To bad we the players didn't get to experience any that trauma.
Even the Inquisitor's closest allies and friends didn't seem to notice, Headcannon drama ... pew, pew, pew! I can sort of see Verric three weeks down the road saying "so ... going for a lopsided look aye? A bit extreme, but I see what you were going for. BTW when did you get the arm removed?" 
Well...that supports my idea that we need an armless Inquisitor in DA4. It wasn't great that there was no reaction to the loss at the end of Trespasser (instead going for the shock value which only works in the first play through), but hopefully Bio can mitigate that by having the Inquisitor discuss how they've had to learn to cope without their arm in the beginning of DA4. If we start DA4, regardless of who is the PC, with the Inquisitor just having a cool new arm, it's really like nothing happened. New players would have no clue that this person went through the trauma of losing a limb. It feels swept under the rug.

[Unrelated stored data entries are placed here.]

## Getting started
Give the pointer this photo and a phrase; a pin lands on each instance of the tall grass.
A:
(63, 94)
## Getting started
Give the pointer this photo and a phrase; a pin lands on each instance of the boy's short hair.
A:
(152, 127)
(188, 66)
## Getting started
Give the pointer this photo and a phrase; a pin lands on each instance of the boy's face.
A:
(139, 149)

This isn't to say that the Inquisitor couldn't gain a prosthetic during the course of DA4. But I really think we need some kind of reaction to such a huge consequence of the Anchor.
Some people make to big deal out off nothing. Arm already replaced. I doubt anyone care in DA4. You lost limb in world where people can be resurrected from the dead, big deal if you someone important just go to mage "One arm please"

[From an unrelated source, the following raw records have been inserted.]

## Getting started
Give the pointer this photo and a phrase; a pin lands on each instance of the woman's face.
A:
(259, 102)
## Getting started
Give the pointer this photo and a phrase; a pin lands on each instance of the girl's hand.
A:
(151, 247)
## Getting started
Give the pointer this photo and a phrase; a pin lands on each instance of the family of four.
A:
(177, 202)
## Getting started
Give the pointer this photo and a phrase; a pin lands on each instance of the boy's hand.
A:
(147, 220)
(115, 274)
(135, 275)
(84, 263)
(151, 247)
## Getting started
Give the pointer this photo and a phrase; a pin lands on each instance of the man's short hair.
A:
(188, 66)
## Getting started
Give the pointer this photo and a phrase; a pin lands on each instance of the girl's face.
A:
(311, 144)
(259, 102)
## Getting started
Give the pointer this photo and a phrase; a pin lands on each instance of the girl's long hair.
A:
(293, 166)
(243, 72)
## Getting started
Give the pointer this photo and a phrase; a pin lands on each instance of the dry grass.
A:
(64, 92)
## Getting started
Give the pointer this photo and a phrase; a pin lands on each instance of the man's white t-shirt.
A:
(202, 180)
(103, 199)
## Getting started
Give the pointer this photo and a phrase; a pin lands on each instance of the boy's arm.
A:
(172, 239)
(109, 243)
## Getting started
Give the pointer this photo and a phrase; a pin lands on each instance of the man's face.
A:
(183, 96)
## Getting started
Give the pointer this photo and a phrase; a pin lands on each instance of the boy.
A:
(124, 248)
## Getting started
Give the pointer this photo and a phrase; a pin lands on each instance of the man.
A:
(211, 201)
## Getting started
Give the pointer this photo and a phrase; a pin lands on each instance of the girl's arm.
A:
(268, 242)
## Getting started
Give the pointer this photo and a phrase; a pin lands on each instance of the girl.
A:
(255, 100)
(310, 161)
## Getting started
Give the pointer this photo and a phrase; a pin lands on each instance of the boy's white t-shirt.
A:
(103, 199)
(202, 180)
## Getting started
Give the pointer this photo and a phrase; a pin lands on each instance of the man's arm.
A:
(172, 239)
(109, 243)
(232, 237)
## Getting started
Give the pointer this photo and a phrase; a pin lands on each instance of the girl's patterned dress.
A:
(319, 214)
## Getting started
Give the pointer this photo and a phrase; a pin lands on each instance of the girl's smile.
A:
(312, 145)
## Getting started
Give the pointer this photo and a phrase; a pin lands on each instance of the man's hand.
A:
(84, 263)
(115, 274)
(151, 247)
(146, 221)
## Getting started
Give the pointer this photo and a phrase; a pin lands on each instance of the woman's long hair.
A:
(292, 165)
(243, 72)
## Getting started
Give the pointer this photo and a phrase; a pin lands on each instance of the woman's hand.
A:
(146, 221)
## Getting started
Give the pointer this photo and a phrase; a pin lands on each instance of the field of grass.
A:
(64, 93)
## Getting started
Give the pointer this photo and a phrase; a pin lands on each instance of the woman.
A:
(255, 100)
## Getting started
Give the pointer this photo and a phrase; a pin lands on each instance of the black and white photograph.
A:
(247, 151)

No one has been resurrected from the dead; that is one of the few rules of magic which seems to be constant. Flemeth has regenerated, as has Cory, but the most that could be said was that their soul/consciousness/spirit transferred to a new vessel, not that they died and came back.
I hope this never changes, as one of the major mysteries in Thedas is where the dead go. They don't exist in the Fade, they are supposed to travel beyond the Fade to another realm. Whether spirits turn out to be the souls of the dead wiped clean of memories is uncertain, but even if that turns out to be true, I wouldn't call spirits coming into the mortal world as resurrection.
Well, we have minigun in a medieval age, and it would be strange a robotic arm?
My issue is more about the emotional impact than whether it's possible to identify a suitable prosthetic. Personally, I don't like the concept sketches of IB with a cannon arm. That's a bit silly and too steampunk for the setting, IMO. And having a technological or magical unique apparatus would just exchange the Anchor for a new gimmick for the Inquisitor. I want to see the Inquisitor as a person, not a super special snowflake with a unique power.